Rooted logs

We need to state whether ${log_{10}(\sqrt{15}-\sqrt{14})} {<} {log_{0.1}(\sqrt{16}-\sqrt{15})}$ is true.

Using property of logarithms,

${log_{10}(\sqrt{15}-\sqrt{14})} {<} {log_{10}(\frac{1}{\sqrt{16}-\sqrt{15})})}$

Rationalising,

${log_{10}(\sqrt{15}-\sqrt{14})} {<} {log_{10}(\sqrt{16}+\sqrt{15})}$

This statement is obviously true as $\log _{ 10 }{ x }$ is a monotonically increasing function.

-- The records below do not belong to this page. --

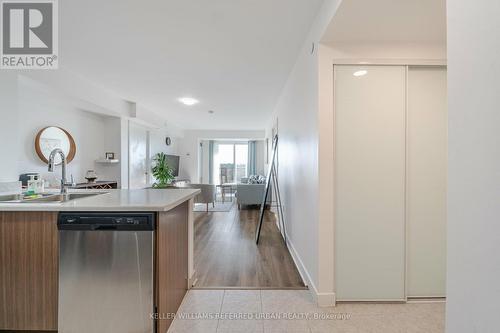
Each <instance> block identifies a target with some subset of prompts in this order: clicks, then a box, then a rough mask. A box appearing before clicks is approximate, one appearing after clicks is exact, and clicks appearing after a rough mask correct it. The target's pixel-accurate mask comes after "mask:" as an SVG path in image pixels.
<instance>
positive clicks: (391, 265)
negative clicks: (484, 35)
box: [334, 66, 405, 301]
mask: <svg viewBox="0 0 500 333" xmlns="http://www.w3.org/2000/svg"><path fill="white" fill-rule="evenodd" d="M334 75H335V91H334V100H335V284H336V296H337V299H338V300H340V301H342V300H404V298H405V224H404V219H405V209H404V208H405V67H403V66H335V72H334Z"/></svg>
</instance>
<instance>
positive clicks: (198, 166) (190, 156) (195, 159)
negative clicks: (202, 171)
mask: <svg viewBox="0 0 500 333" xmlns="http://www.w3.org/2000/svg"><path fill="white" fill-rule="evenodd" d="M263 127H264V126H263ZM264 136H265V132H264V130H262V131H219V130H214V131H210V130H199V131H198V130H187V131H184V136H183V137H182V139H181V142H180V145H179V150H178V152H179V154H180V156H181V159H180V171H179V177H180V178H186V179H190V180H191V182H193V183H197V182H199V181H200V177H199V170H198V168H199V144H200V141H201V140H217V139H222V140H223V139H226V140H227V139H248V140H258V139H261V140H262V139H263V138H264ZM203 181H204V182H208V180H205V179H204V180H203Z"/></svg>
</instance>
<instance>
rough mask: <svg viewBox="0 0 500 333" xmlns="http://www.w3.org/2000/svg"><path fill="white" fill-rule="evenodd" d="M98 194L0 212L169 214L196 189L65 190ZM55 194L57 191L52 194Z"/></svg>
mask: <svg viewBox="0 0 500 333" xmlns="http://www.w3.org/2000/svg"><path fill="white" fill-rule="evenodd" d="M82 192H83V193H102V194H99V195H95V196H91V197H86V198H79V199H75V200H71V201H67V202H62V203H58V202H44V203H40V202H38V203H0V211H39V212H40V211H57V212H59V211H114V212H120V211H127V212H134V211H141V212H161V211H169V210H171V209H172V208H174V207H176V206H178V205H179V204H181V203H183V202H185V201H187V200H189V199H192V198H194V197H195V196H196V195H197V194H198V193H200V190H198V189H143V190H115V189H110V190H69V191H68V193H82ZM55 193H57V192H55Z"/></svg>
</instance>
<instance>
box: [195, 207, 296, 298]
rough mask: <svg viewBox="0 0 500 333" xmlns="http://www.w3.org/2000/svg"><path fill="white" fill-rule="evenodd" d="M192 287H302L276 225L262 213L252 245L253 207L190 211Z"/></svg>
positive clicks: (257, 221)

$\begin{cases} \sqrt{15}-\sqrt{14} < 1 & \log_{\color{#D61F06}{10}}{\sqrt{15}-\sqrt{14}} < 0 \\ \sqrt{16}-\sqrt{15} < 1 & \log_{\color{#D61F06}{10}}{\sqrt{16}-\sqrt{15}} < 0 \end{cases}$

But $\log_{\color{#3D99F6}{0.1}}{\sqrt{16}-\sqrt{15}} = \dfrac {\log_{\color{#D61F06}{10}}{\sqrt{16}-\sqrt{15}}}{\log_{\color{#D61F06}{10}}{\color{#3D99F6}{0.1}}} = \dfrac {\log_{\color{#D61F06}{10}}{\sqrt{16}-\sqrt{15}}}{\color{#3D99F6}{-1 }} \color{#3D99F6}{> 0}$

$\Rightarrow \log_{\color{#D61F06}{10}}{\sqrt{15}-\sqrt{14}} < \log_{\color{#3D99F6}{0.1}}{\sqrt{16}-\sqrt{15}} \space$ is $\space \boxed{\color{#3D99F6}{True}}$

Using graph of logarithmic function for base <1 & base>1 we can see that argument of logarithm in both cases lies in (0,1) and on LHS base >1 => LHS <0 i.e negative while on RHS ,base <1 => RHS >0 i.e positive.